I've worked extensively with Solaris, IRIX, Linux, and AIX for over
twenty years (not Linux - only since release 0.9?) - and in my
opinion, AIX has features that from it's inception were better than
it's competitors - Logical Volumes when no one else had them - and
SMIT - which made system administration simple.
Like Jay, I've worked with various different unices (for most of my
career, I was a sysadmin at a university research lab), and at one
point one of them was AIX. And I'm with Jay on this.
Perhaps SMIT makes sysadmin simple if you don't mind drinking the IBM
kool-aid - but if you're trying to manage a heterogenous pile of
machines and keep them more or less similar to one another as far as
you can, AIX is practically guaranteed to be an outlier. Way, way out.
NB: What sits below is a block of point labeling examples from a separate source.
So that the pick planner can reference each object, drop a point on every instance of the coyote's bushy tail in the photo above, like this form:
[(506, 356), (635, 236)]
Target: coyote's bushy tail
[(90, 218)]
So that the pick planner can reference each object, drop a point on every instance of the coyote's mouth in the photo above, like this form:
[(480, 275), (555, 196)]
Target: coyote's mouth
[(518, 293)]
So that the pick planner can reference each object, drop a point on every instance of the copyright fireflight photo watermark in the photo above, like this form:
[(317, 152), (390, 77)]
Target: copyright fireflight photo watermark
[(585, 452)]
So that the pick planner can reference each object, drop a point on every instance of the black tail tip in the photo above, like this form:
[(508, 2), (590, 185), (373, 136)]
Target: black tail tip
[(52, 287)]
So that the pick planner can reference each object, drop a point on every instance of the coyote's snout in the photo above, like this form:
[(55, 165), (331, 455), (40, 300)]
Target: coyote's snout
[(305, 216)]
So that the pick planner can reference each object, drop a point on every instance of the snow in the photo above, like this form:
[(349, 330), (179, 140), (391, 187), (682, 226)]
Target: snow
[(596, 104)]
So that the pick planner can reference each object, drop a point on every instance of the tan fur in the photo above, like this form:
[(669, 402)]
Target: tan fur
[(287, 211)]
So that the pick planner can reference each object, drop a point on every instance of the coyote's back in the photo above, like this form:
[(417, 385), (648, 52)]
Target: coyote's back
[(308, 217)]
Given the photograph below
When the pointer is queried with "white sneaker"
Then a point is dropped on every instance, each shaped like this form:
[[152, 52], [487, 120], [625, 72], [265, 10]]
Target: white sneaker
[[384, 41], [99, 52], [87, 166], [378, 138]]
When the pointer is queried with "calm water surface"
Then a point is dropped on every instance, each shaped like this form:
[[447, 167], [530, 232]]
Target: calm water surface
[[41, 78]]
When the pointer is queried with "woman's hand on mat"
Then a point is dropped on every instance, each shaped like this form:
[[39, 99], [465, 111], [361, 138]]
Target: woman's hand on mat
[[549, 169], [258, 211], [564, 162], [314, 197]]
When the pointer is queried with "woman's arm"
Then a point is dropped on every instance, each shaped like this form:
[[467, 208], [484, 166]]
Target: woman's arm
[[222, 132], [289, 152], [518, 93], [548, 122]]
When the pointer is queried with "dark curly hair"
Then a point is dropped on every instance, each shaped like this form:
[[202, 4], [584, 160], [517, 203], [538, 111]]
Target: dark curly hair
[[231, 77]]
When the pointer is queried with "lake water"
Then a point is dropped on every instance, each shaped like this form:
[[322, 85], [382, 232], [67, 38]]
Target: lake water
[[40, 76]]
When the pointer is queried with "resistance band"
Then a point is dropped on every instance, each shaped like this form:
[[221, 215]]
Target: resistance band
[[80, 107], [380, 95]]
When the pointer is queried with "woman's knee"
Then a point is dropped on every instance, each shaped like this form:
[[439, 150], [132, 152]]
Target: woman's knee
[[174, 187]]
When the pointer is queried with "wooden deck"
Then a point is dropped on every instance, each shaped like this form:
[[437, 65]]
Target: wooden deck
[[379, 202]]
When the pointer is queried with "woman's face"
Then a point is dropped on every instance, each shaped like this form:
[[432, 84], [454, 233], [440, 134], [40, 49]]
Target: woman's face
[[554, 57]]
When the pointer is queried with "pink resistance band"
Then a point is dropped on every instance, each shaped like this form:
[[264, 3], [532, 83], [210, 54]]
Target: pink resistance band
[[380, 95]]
We called it "aches" for a reason.
I used it in the 4.x timeframe, and I generally agree with most of the
statements (both ways),
but I liked SMIT because I could view the command. It would show you
the command line
it was about to execute. I'm not generally a GUI user for admin stuff,
but the ability to setup
a complex command and then view the actual commandline statement was useful.